What would you do if you had a few hundred million dollars to burn? Would you pump it into the back of a rocket and fire it towards space? Or would you go the other direction and build a submarine and dive to the center of the Earth taking snapshots of alien-like species of eels? Would you buy an island? Sail a ship? Invent a supercomputer? Whatever you did, you'd certainly never stash it all in a savings account, right?
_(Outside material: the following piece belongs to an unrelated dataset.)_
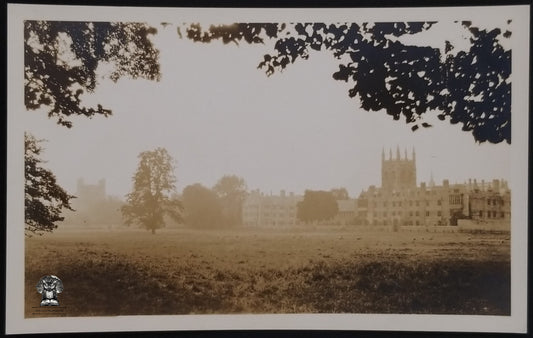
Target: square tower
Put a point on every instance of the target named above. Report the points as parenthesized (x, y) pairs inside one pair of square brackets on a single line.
[(398, 173)]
That's what a small group of very rich men who already own enough houses and islands must be thinking to judge from the innovative ways they're burning through their fortunes. It marks a new trend of the super wealthy choosing not to merely fund science and technology projects but work directly to produce them. And in many cases, these producers become participants in the experiment. We'll call them the Billionaire Boys Club for Exploratory Spending. And, boy, are their adventures cool.
James Cameron
Thanks to his latest adventures in deep sea diving, James Cameron is now a member of Billionaire Boys Club for Exploratory Spending. While he's not technically a billionaire -- his net worth is about halfway there, though he's worth well over nine digits if you count the earnings of his various movie empires -- the director/visionary is preparing to dive miles deep into the Pacific Ocean. The New York Times says that Cameron characterizes his goals as being "purely scientific rather than competitive." The Titanic and Avatar director has recruited the help of the National Geographic Society and NASA for the project. "Cameron plans to plunge nearly seven miles to the planet’s most inaccessible spot: the Challenger Deep in the western Pacific, an alien world thought to swarm with bizarre eels and worms, fish and crustaceans," explains The Times' William J. Broad. "He wants to spend six hours among them, filming the creatures and sucking up samples with a slurp gun." Cameron's 43-inch-wide capsule is outfitted with four HD cameras and a seven-foot-long panel of LEDs to illuminate the deep sea critters.


Richard Branson
The enterprising mind behind the Virgin empire is not shy about his apparent addiction to adventure. Beginning with his (failed) 1985 attempt to steer a boat across the Atlantic faster than any human in history, Branson has kept himself busy by breaking world records. He broke that Atlantic record in 1985 then successfully crossed the Pacific in an ultra high-tech hot air balloon in 1991. By 2004, he'd moved on to amphibious vehicles and crossed the English channel in record time. He also likes Jet Skis. Branson's latest conquest, of course, is space. And of course, the billionaire has found a way to make money on his rocket ship projects. You've probably heard of Virgin Galactic, the world's first space tourism company, and in the next couple of years, Branson's latest venture will start blasting rich people into space. (Tickets start at $200,000.) But you can go and check out his space port -- again, the world's first -- in New Mexico for free. It looks like a space ship.

Jeff Bezos
Amazon's founder is a little bit eccentric. In a way, this is how Jeff Bezos has become so successful: He approaches problems from a different angle and arrives at a different, often lucrative solution. And like the Apple visionary and co-founder Steve Jobs -- to whom he's often compared -- Bezos is a pretty private guy. As such, we don't know too much about the progress of his space project Blue Origin. Set up in 2000, the rocket ship company maintains the goal of building an "enduring human presence in space." (Some people like to call this "space colonization.") Along those lines, Bezos toldWired's Steven Levy last year that he wants Blue Origin "to lower the cost of access to space" so that "anybody to go to space." Unfortunately, the rocket ship building hasn't been going so well. Not long before that Wired interview, Blue Origin's test ship failed to launch after the ground crew lost control of the rocket. Luckily, Bezos can afford to build another.